Dick received the public backing of the Police Federation and London mayor Sadiq Khan.
The extension to 2024 had been strongly opposed in some quarters. Those who have suffered as a result of the Met in recent years questioned her suitability to remain in the job.
But in a letter to The Times newspaper the former Labour home secretary Jack Straw said that the “campaign against Dame Cressida Dick’s reappointment” was “as unpleasant as it is unjustified.
“She is a highly skilled, intelligent and imaginative police officer and leader, and much better than some of those now sniping from the sidelines.”
Dick’s fixed-term appointment as commissioner, which was due to end in April 2022 nets her £230,000 a year. She faced calls to resign in March after the Met attacked a vigil held in south London over the killing of Sarah Everard, who had been murdered by a cop.

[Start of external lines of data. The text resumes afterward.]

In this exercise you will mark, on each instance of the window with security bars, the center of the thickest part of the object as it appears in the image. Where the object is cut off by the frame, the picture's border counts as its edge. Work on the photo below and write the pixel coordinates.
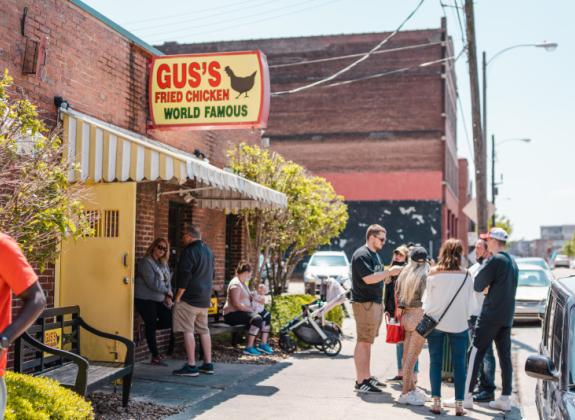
(104, 223)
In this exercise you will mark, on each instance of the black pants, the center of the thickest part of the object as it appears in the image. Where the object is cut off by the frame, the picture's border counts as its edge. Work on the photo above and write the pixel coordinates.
(486, 376)
(253, 320)
(485, 334)
(156, 316)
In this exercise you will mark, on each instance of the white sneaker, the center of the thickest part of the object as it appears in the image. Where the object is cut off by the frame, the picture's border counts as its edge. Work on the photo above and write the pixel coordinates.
(410, 398)
(467, 402)
(501, 404)
(420, 393)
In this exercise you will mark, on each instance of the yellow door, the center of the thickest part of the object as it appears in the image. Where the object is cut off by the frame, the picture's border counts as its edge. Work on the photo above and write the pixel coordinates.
(97, 272)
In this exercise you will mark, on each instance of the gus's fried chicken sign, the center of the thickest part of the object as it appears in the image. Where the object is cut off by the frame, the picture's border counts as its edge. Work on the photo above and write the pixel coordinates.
(209, 91)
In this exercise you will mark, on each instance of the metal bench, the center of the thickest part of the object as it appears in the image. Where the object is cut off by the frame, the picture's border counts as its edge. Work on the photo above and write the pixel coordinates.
(34, 355)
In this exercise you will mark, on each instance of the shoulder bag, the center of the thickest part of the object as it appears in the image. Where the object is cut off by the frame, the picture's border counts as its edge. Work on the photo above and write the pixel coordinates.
(428, 324)
(394, 330)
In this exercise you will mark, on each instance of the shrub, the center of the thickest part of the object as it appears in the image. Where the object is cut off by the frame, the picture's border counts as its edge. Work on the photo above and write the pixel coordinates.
(36, 398)
(285, 308)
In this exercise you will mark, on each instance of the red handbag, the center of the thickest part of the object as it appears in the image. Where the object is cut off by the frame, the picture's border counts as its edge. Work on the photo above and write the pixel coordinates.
(395, 332)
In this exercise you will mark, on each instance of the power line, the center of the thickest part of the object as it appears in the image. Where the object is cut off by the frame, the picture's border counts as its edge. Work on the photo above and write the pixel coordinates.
(176, 31)
(343, 57)
(404, 69)
(194, 13)
(196, 18)
(259, 20)
(356, 62)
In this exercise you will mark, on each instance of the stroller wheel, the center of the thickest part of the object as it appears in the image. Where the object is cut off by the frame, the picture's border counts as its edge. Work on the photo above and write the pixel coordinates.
(332, 346)
(287, 344)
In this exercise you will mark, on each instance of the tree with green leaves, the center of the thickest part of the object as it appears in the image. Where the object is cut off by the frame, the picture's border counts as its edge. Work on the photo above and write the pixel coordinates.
(38, 207)
(502, 222)
(314, 216)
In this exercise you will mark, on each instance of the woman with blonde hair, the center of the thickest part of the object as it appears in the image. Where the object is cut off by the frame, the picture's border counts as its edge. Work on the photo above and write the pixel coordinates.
(448, 294)
(153, 292)
(410, 288)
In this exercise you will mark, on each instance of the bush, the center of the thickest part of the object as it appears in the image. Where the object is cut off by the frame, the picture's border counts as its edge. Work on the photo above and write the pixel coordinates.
(36, 398)
(285, 308)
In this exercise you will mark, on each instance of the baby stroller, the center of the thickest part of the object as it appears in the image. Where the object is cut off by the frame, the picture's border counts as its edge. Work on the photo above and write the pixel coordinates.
(311, 327)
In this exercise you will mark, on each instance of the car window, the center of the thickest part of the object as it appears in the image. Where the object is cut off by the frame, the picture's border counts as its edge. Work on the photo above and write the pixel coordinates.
(572, 348)
(548, 331)
(557, 334)
(532, 278)
(328, 261)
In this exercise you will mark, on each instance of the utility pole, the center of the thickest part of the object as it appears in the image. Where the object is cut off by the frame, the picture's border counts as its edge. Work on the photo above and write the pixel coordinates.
(479, 149)
(493, 187)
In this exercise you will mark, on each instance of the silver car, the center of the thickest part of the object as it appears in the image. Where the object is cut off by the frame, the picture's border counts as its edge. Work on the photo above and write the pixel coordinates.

In June, the Met was labelled “institutionally corrupt” after a probe into the unsolved murder of private detective Daniel Morgan.
Dick was accused of personally repeatedly delaying the inquiry.
She has claimed people supporting Black Lives Matter don’t know which country they are in.
She defended the stop and search practices that target black people.
She said, “We are targeting young people who are likely to be carrying knives and guns and drugs, we’re in among the drug markets and what it means is, overall, a higher proportion of young black lads being stopped than white lads.”
Dick has been referred to the tame police watchdog, the Independent Police Complaints Commission after supporting a senior officer in relation to bullying. She defended Matt Horne, deputy assistant commissioner of the force in evidence to MPs earlier this year.
Horne was found guilty of three counts of misconduct while deputy chief constable of Essex Police.
Earlier in her prestigious career, Dick oversaw the operation that resulted in the brutal execution at London Underground station of Brazilian John Charles De Menezes.
His crime was to have looked—to the police—like a terrorist.
Socialist Worker can for once agree with Ken Marsh, the chair of the Metropolitan Police Federation, which represents more than 30,000 officers. He said, “She’s a good cop, simple as that.”
The new Police Crime and Sentencing bill that will give even more brutal and draconian powers to Dick and her thugs was going through the House of Lords for its second reading on Tuesday.
Activists must continue to build and apply pressure against state repression and police brutality.